On The Relationship Between Light And Productivity

On The Relationship Between Light And Productivity

Let’s face it. Between our smartphones, hybrid cars and microwave ovens, we’ve gotten pretty detached from nature. However, that doesn’t mean that our natural biology doesn’t continue to exert a powerful impact on our day-to-day lives. And there are few things in this world quite as fundamental as how our bodies interact with both natural and artificial light.

We may think we can walk into any old darkened room and flip a switch on the wall, but the fact of the matter is that the relationship between light and productivity is far more complex than that and not all light is created equal. Thankfully, there are some technological solutions to problems that are, ironically enough, also created by technology.

The Fundamentals of Light and Productivity

I’m not going to dive into the intricacies of the science behind all of this, because most of us don’t need to know all the dirty details. That said, it’s important to have a fundamental understanding of why this matters. The most important concept is that of the circadian rhythm. The idea here is that the biological processes in your body are tied to the timing of the day.

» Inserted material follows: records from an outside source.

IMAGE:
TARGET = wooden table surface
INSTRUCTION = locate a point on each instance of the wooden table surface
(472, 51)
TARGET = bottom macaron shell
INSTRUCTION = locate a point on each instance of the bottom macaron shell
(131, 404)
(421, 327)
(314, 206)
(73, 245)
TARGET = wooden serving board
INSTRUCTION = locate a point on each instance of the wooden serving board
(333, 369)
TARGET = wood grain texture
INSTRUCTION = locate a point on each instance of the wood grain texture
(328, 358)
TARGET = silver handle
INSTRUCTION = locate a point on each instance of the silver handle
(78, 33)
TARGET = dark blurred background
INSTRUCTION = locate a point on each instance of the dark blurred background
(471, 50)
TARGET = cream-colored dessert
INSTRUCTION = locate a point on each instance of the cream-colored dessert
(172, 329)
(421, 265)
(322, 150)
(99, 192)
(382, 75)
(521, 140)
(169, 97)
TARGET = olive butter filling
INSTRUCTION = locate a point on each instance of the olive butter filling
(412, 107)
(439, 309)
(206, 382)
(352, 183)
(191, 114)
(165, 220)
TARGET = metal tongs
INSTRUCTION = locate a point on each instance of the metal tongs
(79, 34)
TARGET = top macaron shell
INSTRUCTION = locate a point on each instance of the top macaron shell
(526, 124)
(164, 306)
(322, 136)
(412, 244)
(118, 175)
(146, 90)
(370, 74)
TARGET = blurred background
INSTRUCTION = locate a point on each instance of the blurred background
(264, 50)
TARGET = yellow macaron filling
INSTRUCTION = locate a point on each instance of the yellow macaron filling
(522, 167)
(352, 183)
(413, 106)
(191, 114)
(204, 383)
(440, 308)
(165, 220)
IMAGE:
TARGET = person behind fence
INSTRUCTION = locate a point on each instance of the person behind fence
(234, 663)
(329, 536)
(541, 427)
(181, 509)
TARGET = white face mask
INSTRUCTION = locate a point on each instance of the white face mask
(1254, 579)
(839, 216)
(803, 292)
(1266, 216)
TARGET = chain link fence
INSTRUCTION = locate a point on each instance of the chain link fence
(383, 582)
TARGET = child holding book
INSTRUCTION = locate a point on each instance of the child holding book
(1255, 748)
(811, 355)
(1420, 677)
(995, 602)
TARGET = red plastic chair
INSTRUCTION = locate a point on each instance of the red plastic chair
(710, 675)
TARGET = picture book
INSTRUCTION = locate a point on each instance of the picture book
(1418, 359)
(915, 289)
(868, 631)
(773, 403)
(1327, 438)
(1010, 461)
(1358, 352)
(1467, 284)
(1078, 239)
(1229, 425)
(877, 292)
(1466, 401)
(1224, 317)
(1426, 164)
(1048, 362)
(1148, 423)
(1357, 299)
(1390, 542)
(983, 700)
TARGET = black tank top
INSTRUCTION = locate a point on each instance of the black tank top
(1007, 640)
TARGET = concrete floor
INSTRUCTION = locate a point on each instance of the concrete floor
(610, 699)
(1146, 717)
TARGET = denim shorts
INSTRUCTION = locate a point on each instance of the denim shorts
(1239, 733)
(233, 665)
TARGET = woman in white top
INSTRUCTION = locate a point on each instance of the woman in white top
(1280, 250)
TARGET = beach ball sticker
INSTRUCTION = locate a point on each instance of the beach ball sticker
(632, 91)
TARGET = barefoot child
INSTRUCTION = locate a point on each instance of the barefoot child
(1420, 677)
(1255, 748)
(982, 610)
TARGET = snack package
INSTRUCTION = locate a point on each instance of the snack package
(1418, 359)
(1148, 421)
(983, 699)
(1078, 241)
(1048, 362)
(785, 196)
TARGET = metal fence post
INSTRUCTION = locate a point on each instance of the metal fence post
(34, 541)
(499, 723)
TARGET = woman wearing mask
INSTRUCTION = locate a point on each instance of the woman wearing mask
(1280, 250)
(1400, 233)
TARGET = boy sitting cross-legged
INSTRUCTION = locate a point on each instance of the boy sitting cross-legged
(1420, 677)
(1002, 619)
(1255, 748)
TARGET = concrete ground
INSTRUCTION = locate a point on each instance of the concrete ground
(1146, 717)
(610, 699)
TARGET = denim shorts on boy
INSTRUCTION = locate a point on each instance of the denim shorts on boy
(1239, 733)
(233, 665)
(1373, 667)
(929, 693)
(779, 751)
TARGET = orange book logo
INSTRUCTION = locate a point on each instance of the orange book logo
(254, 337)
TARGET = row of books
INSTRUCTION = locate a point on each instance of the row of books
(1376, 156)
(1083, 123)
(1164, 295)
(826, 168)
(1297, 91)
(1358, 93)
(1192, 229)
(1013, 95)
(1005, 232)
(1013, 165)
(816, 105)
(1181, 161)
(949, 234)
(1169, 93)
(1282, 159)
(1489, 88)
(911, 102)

This so-called internal biological clock is what gets you to wake up in the morning, become increasingly alert and active during the day, only to get tired and fall asleep at night. The most important trigger or stimulus that maintains this natural rhythm is the light-dark cycle. That’s why people who are kept in perpetual brightness or darkness can be thrown completely out of whack. On the flip side, if you work within the confines of your natural circadian rhythm, you can be much more effective and efficient with what you do.

Entrain for iOS

There are all sorts of travel apps that will make your trips a little more pleasant, but then arriving at your destination can be quite the nightmare if you start suffering from jet lag. Researchers from the University of Michigan have come up with a solution called Entrain, which is available as an iPhone app via the iTunes App Store. Basically, it calculates a light input schedule that will transition you from one time zone to another. Your circadian rhythm can then align with your destination. It’ll take a little dedication on your part, but if it means waking up and falling asleep at a reasonable hour, I think it’s worth it the effort.

f.lux for Windows

As mentioned above, when you’re looking at light and productivity, the main goal is to work within what is normal and natural. In the absence of artificial light, the main light source that we have is the sun. Both the color and the intensity of the sun’s light varies over the course of a normal day. What happens when you look at a bright monitor late at night is that your body starts to think that it’s still the middle of the day. Overcoming this problem is a free Windows program called f.lux, which is also available for Mac, Linux, and iOS. What f.lux does is adjust the color temperature of your computer monitor such that you see a brighter, “cooler” color during the day and a softer, “warmer” color in the evening. Experts say that you shouldn’t look at any backlit screens closer to bedtime, but f.lux is the next best thing.

Fight the Winter Blues with Philips Light Therapy

Natural light is always preferable, though not always available or convenient. What you can use in its place is something called full spectrum light and productivity should improve when you do. Your mood should, too, particularly among those of us who suffer from seasonal affective disorder (SAD) during the winter months. There are a number of light therapy products from companies like Philips that provide this sort of light therapy. There are “wake-up” lights that simulate a natural sunrise, as well as blue lights that mimic a clear, sunny sky. The latter is used primarily to increase energy levels and fight the winter blues. If you work in a dark dungeon, this could be a good alternative to having a real window with real light.